Scrivere con la mente e ascoltare con la pelle. Questo è il futuro per il Building 8, il laboratorio di ricerca di Facebook dedicato a progetti riservati. Da qui il social network ha estratto due progetti per mostrarli al pubblico della F8, sua conferenza per gli sviluppatori. Due progetti che potrebbero aiutare chi è cieco o sordo, ma anche rivoluzionare la comunicazione nell’epoca della realtà virtuale. Il colosso di Mark Zuckerberg ha messo 60 scienziati e ingegneri al lavoro sulla “comunicazione orale silenziosa”.
“Nei prossimi due anni costruiremo sistemi che dimostrano la possibilità di digitare a una velocità di 100 parole al minuto, decodificando l’attività neurale dedicata alla parola”, ha annunciato Regina Dugan, vicepresidente di Facebook e responsabile del Building 8, prima sul palco della conferenza e poi in un post sul social network. Questa sorta di interfaccia neurale consentirebbe di scrivere cinque volte più velocemente di quanto riusciamo a fare ora su uno smartphone, ha spiegato Dugan, ex manager di Google nonché della Darpa, l’agenzia del dipartimento della Difesa statunitense per le nuove tecnologie.

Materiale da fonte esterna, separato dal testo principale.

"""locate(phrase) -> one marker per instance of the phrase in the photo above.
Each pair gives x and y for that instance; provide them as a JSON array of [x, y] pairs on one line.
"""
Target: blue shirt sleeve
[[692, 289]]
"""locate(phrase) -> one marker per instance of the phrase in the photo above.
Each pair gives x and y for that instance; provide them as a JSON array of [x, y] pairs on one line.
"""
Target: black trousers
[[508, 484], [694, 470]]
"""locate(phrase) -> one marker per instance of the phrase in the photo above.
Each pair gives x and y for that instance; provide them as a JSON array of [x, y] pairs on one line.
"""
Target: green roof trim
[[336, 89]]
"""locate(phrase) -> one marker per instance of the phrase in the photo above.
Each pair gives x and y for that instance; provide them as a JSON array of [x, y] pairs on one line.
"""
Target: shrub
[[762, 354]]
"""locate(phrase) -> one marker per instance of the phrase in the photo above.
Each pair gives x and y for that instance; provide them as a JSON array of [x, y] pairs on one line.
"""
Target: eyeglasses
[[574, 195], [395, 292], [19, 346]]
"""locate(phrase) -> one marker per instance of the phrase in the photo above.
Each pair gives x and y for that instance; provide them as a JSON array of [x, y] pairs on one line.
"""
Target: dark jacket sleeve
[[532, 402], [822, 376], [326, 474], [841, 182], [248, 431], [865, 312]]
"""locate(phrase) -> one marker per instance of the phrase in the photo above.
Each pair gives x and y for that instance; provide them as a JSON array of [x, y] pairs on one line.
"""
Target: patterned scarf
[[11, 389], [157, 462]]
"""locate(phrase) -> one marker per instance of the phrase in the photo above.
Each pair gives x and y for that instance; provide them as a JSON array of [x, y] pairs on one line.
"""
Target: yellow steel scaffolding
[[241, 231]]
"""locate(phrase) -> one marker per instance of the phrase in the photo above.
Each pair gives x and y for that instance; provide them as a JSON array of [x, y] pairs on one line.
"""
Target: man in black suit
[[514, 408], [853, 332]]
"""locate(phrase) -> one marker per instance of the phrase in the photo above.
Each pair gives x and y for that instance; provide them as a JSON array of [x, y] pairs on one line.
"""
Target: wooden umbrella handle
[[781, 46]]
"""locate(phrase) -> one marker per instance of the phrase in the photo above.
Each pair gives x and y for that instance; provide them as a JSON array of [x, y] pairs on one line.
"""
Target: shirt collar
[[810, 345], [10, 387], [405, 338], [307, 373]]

All’argomento ha dedicato un post anche il Ceo di Facebook, Mark Zuckerberg. “Il nostro cervello produce abbastanza dati da trasmettere 4 film in alta definizione al secondo. Il problema è che il modo migliore che abbiamo per far uscire le informazioni, la parola, può trasmettere la stessa quantità di dati di un modem del 1980”, ha scritto. L’obiettivo finale dell’interfaccia neurale è un “dispositivo indossabile che possa essere prodotto su larga scala. Anche un semplice ‘click mentale’ sì/no – ha evidenziato Zuckerberg – potrebbe aiutare a sentire cose come la realtà virtuale in modo piu’ naturale”.
Se un sistema di decodifica neurale potrebbe un giorno dar vita a “protesi vocali per chi ha disordini della comunicazione, o a un nuovo modo di dare input nella realtà virtuale”, ha
osservato Dugan, l’altra sfida è arrivare a creare “una sorta di coclea”, cioè la parte dell’orecchio che traduce i suoni ascoltati in informazioni comprensibili al cervello. Ciò
avverrebbe sfruttando la pelle, in modo simile al Braille.
“Sul nostro corpo abbiamo due metri quadrati di epidermide che è piena di sensori collegati al cervello”, ha rilevato Dugan. “Un giorno non così lontano sarà possibile per me pensare in mandarino e per voi sentire in spagnolo. Immaginate la potenza che una tale capacità – ha concluso – darà a quei 780 milioni di persone nel mondo che non possono leggere o scrivere, ma che sicuramente possono pensare e sentire”.